The data presented in Figure 2B at first seem to be at odds with this theory that 4E-BP1 phosphorylated at Thr37 or Thr46 could be pre-associated with mRNA 5’ cap-bound eIF4E in cells. This technique assesses, however, the de novo association of eIF4E (4E-BP1 associated or not) with an mRNA 5’ cap analog, therefore any pre-existing complexes must dissociate from cellular mRNA caps prior to isolation. These data do tell us that if there is some pool of 4E-BP1 phosphorylated on Thr46 associated with eIF4E, then this complex is not able to efficiently bind the mRNA cap analog. This assay may also evaluate the sequential binding of eIF4E to the cap followed by 4E-BP1 binding to cap-associated eIF4E and indicate in agreement with the far western data in Figure 1C that de novo binding is blocked by Thr46 phosphorylation.

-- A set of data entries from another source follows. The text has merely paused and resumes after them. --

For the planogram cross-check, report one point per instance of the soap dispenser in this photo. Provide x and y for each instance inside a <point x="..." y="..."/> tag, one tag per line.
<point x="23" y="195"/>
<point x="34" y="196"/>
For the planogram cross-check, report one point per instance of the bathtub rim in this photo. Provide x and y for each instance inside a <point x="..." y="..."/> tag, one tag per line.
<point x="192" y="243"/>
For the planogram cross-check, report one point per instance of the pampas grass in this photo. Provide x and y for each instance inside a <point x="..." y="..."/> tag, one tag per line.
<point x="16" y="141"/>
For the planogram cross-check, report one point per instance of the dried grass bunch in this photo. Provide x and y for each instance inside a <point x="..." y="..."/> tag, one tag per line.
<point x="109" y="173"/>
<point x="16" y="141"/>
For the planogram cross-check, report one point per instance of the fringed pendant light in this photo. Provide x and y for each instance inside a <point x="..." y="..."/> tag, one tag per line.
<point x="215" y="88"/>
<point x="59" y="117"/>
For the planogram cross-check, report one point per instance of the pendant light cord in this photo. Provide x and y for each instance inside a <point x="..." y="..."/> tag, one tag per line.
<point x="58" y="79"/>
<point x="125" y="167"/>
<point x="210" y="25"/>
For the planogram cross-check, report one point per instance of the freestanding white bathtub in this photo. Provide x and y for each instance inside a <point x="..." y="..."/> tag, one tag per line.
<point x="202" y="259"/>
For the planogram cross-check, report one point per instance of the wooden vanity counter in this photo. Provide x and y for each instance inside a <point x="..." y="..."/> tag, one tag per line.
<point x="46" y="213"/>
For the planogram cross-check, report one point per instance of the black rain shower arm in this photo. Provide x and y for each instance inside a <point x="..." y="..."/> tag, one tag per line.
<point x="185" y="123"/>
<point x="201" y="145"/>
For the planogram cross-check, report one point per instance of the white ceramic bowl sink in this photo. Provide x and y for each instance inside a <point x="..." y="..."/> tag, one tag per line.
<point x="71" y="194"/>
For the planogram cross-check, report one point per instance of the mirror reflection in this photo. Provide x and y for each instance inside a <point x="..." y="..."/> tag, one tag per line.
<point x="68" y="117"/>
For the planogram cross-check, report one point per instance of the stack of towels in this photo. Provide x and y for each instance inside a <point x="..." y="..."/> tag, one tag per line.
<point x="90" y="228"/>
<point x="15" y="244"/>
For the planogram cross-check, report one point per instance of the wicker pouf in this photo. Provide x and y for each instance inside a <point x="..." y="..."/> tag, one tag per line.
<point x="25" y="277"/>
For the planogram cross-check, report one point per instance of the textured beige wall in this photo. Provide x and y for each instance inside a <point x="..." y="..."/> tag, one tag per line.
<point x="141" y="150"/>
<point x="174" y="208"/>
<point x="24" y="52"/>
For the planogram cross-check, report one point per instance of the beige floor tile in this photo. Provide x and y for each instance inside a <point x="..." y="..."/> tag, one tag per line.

Figure 2B and Figure 3 demonstrate that blocking cells in a pseudo-mitotic state with nocodazole results in phosphorylation of 4E-BP1 at up to 6 distinct phosphorylation sites, a finding at odds with previous work demonstrating hypophosphorylation of 4E-BP1 in mitosis26. The polyclonal antibody, referred to as 11208 and used in this previous study, however, exhibits selectivity for the non-phosphorylated forms of the protein after nocodazole treatment (ML, unpublished). A similar faulty antibody-based discrepancy regarding the phosphorylation state of 4E-BP1 in meiotic oocytes was resolved37. While we observed at most 6 different phospho-forms of 4E-BP1, the PhosphoSitePlus database38 indicates that 20 distinct phosphorylation sites have been described in the literature and/or mass spectrometry-based datasets. This discrepancy suggests that many of these 20 phosphorylation events are either mutually exclusive, or occur only rarely, not at all, in response to specific stimuli, or in specific cell types.
Finally, the demonstration presented within this manuscript that PP242 exhibits poor specificity for mTOR in a cell-based assay for PIKK off-target effects likely does not change the conclusions of this manuscript; however, it serves as a reminder that any new mTOR inhibitor may have unanticipated effects. While the inhibition of mTORC2 by mTOR kinase domain inhibitors is expected to have profound effects, the evidence presented in this manuscript suggests that the rapamycin-insensitive activity of mTORC1 towards 4E-BP1 will also be quite important as the clinical safety and efficacy of mTOR kinase domain inhibitors is assessed.